MultiMAE Meets Earth Observation: Pre-training Multi-modal Multi-task Masked Autoencoders for Earth Observation Tasks
Jose Sosa, Danila Rukhovich, Anis Kacem, Djamila Aouada
TL;DR
The paper adapts a Multi-modal, Multi-task Masked Autoencoder (MultiMAE) to Earth Observation by partitioning Sentinel-2 bands into multiple modalities and incorporating elevation and segmentation data. A shared Vision Transformer encoder with modality-specific decoders learns robust representations through masked reconstruction across six EO modalities, enabling flexible fine-tuning when downstream data misaligns with pre-training. Pre-training on the MM Earth dataset followed by evaluation on GEO-Bench classification and segmentation tasks shows state-of-the-art transfer performance without requiring larger backbones or fully matched input modalities. The approach demonstrates strong transferability and adaptability to varying input configurations, highlighting the potential to standardize multi-modal pre-training in EO and to support diverse downstream applications.
Abstract
Multi-modal data in Earth Observation (EO) presents a huge opportunity for improving transfer learning capabilities when pre-training deep learning models.
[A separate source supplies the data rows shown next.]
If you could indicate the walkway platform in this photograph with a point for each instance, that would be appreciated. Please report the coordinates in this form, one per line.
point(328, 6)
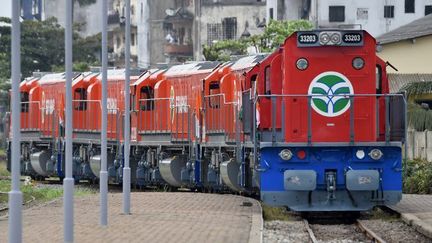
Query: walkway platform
point(416, 210)
point(156, 217)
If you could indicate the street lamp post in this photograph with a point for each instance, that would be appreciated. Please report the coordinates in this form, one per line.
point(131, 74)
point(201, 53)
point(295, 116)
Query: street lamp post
point(68, 182)
point(126, 168)
point(15, 195)
point(103, 182)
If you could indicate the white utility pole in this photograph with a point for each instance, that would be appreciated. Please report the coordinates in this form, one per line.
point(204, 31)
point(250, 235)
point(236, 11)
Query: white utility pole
point(103, 176)
point(68, 182)
point(126, 137)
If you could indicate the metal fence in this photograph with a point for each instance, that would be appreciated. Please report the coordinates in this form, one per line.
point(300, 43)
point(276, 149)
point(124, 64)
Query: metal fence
point(222, 118)
point(419, 145)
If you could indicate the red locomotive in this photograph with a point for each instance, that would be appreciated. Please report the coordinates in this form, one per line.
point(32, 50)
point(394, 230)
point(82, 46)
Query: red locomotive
point(311, 126)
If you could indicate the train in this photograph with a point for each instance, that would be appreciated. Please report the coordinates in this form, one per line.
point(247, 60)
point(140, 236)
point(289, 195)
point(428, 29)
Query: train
point(311, 126)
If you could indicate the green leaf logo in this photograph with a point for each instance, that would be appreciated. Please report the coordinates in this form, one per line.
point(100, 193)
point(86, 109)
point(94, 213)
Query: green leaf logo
point(330, 94)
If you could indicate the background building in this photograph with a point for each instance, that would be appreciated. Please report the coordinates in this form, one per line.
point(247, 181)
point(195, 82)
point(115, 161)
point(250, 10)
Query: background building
point(408, 47)
point(375, 16)
point(174, 31)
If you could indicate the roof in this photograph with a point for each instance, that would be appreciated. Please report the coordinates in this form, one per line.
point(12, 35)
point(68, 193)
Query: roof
point(247, 61)
point(418, 28)
point(399, 80)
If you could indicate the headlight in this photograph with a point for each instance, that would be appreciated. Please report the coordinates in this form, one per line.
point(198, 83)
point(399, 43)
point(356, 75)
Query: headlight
point(302, 64)
point(285, 154)
point(336, 38)
point(360, 154)
point(324, 38)
point(358, 63)
point(376, 154)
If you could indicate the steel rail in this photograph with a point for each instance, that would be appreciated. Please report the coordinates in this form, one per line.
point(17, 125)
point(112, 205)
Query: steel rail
point(369, 233)
point(309, 230)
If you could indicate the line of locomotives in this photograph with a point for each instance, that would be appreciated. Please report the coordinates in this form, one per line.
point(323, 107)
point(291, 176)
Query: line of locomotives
point(311, 126)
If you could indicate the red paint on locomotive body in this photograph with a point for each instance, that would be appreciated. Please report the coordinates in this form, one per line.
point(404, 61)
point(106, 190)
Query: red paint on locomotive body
point(30, 105)
point(336, 61)
point(52, 95)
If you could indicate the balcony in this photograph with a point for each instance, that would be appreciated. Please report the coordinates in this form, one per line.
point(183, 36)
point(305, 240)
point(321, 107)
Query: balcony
point(178, 50)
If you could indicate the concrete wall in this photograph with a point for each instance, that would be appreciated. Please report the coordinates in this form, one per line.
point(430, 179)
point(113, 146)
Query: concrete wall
point(244, 13)
point(419, 145)
point(375, 23)
point(409, 56)
point(89, 15)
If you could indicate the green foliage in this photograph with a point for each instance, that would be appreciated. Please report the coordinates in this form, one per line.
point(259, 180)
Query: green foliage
point(419, 118)
point(418, 88)
point(40, 193)
point(417, 176)
point(42, 47)
point(274, 35)
point(275, 213)
point(222, 50)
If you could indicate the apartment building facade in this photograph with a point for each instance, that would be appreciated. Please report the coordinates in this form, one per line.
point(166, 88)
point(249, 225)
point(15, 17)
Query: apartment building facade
point(375, 16)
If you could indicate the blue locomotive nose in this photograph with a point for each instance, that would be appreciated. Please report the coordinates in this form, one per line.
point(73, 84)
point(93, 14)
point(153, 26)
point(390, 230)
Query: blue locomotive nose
point(331, 178)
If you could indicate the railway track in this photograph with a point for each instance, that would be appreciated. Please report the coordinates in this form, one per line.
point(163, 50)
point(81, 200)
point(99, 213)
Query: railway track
point(316, 236)
point(5, 209)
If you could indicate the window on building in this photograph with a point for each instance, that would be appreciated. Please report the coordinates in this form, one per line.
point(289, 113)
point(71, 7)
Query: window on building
point(80, 97)
point(229, 28)
point(146, 98)
point(214, 33)
point(214, 101)
point(378, 79)
point(336, 13)
point(267, 83)
point(428, 9)
point(389, 11)
point(24, 102)
point(409, 6)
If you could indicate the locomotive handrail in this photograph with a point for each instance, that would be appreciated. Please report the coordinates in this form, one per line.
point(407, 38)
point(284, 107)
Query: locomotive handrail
point(351, 110)
point(94, 101)
point(27, 120)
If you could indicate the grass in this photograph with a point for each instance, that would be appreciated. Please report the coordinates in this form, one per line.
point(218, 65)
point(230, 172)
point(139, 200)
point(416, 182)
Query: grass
point(378, 213)
point(40, 194)
point(275, 213)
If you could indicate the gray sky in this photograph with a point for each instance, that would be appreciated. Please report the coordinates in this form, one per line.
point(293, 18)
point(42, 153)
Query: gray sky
point(5, 9)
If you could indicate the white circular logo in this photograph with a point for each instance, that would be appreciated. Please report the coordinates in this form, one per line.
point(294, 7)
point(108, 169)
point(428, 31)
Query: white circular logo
point(330, 93)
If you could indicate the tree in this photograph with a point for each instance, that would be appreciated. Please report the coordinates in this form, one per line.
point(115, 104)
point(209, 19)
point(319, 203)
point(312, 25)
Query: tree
point(42, 47)
point(274, 35)
point(223, 50)
point(419, 116)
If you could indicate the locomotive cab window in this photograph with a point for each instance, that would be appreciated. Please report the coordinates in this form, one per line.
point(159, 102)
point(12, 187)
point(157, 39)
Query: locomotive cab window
point(267, 81)
point(378, 76)
point(214, 101)
point(24, 102)
point(80, 97)
point(146, 98)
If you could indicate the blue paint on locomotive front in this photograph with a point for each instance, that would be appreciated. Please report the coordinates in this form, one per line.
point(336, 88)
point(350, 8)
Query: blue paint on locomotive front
point(324, 159)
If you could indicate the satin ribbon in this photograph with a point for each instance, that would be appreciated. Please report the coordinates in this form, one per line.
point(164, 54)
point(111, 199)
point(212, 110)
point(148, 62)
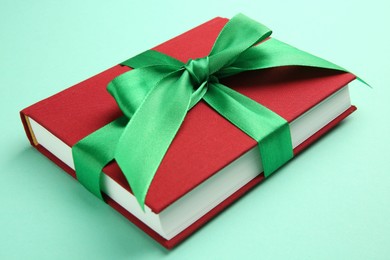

Unlike prior work that often overlooks multi-modal EO data, recent methods have started to include it, resulting in more effective pre-training strategies. However, existing approaches commonly face challenges in effectively transferring learning to downstream tasks where the structure of available data differs from that used during pre-training. This paper addresses this limitation by exploring a more flexible multi-modal, multi-task pre-training strategy for EO data. Specifically, we adopt a Multi-modal Multi-task Masked Autoencoder (MultiMAE) that we pre-train by reconstructing diverse input modalities, including spectral, elevation, and segmentation data. The pre-trained model demonstrates robust transfer learning capabilities, outperforming state-of-the-art methods on various EO datasets for classification and segmentation tasks. Our approach exhibits significant flexibility, handling diverse input configurations without requiring modality-specific pre-trained models. Code will be available at: https://github.com/josesosajs/multimae-meets-eo.